Когда прилетели вертолеты, все уже закончилось - весь экипаж бронетранспортера, скорбя, поместили в морг. У меня на руке были "дембельские" часы. Похоронная команда - Черный Тюльпан - добросовестно освободила нас, попавших в морг, от не нужных нам уже вещей. Но сработал мышечный рефлекс - когда с моей руки снимали часы, я схватил мародера за руку.
Меня срочно отправили на операционный стол, а "трупоноса", потерявшего сознание от моего рукопожатия - под капельницу. Я почти месяц, не приходя в сознание, болтался между смертью и жизнью в реанимационном отделении Кабульского госпиталя. Когда очнулся, эти самые часы встали и больше не пошли. Я их так и оставил у хирурга, на память. Там-то, в реанимации, я и увидел впервые этот "мультик" о собирающихся после взрыва осколках.
Сноп раскаленных осколков, кровь, брызнувшая из головы "молодого", вдруг неожиданно всасываются назад, в раскаленный пузырь, вздувшийся на правом борту брони. Жидкий металл "пузыря", стремительно остывая, мгновенно переходит из жидкого состояния в твердое. Восстановившая свои свойства броня отталкивает кумулятивную струю. Огненный чулок детонационной волны сворачивается вдоль линии выстрела в маленькую пластмассовую головку пьезовзрывателя. Из облака осколков деформированной взрывом дюралевой облицовки кумулятивной полости гранаты выстреливает молния электрического разряда.
Неяркая вспышка и все осколки вдруг, изменив свое движение на обратное, собираются в точке взрыва, воссоздавая первоначальный облик гранаты РПГ.
В момент взрыва не я "перебирал" возможности в сложившихся обстоятельствах, обстоятельства сами распались на слагаемые. При этом реализовалось лишь та часть моих возможностей, которая наиболее соответствовала сложившимся обстоятельствам. Ни одно из этих слагаемых не содержало информацию о других, упущенных мной шансах, формирующих мозаику будущих событий.

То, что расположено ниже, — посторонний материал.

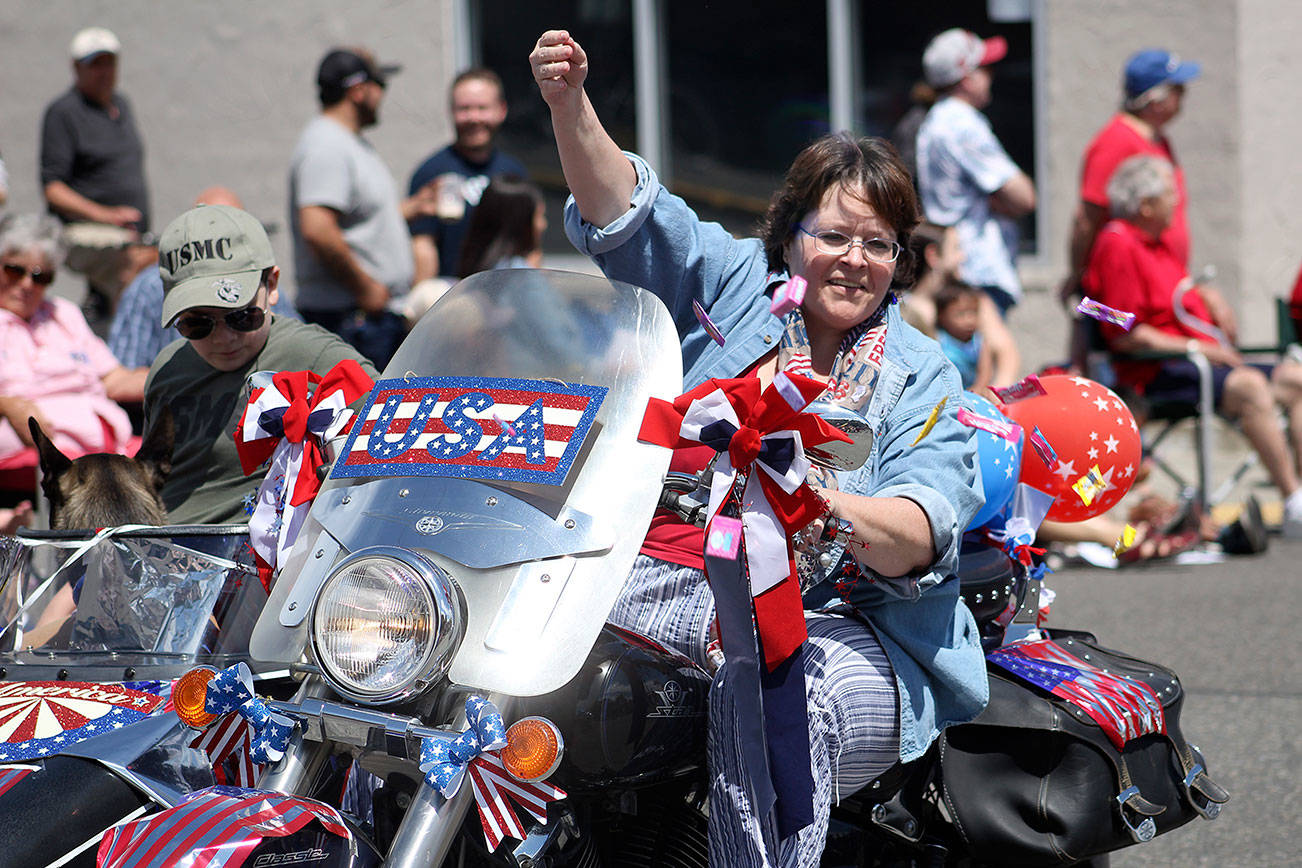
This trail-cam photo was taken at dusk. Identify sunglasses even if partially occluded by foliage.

Картинка получилась совершенно фантастичной. Все упущенные возможности, существовавшие тогда в одном со мной пространстве, оказавшись кем-то уже реализованными, продолжали формировать мир скрытых перемен. Осколки, пули, не попавшие в меня, не оказывая прямого воздействия, позволяли всему, что могло со мной случиться - случиться.
Бесило одно - неспособность определить, какая именно из имеющихся тогда возможностей реализуется сейчас, в данный момент - реальная или упущенная кем-то когда-то, обернувшаяся сегодня скрытой переменой в моей жизни? Избавляясь от запутанных рассуждений - что это, закон природы, или же следствие моего собственного несовершенства - я просто реализую собственный мир, доставшийся мне после взрыва.
Но каждый раз, пытаясь представить картину взрыва в реальности, я понимаю - в жизни, в которой настоящее имеет определенное значение и не может влиять на прошлое, так не бывает. Верно, но почему? Разве при этом будут нарушены законы механики? Нет. Ничто не запрещает осколкам собраться вместе. Ничто, кроме статистических законов: вероятность того, что все молекулы, независимые в своем движении, вдруг станут возвращаться по пройденным путям, столь ничтожна, что мы заранее принимаем ее равной нулю - и оказываемся правы. Не всегда.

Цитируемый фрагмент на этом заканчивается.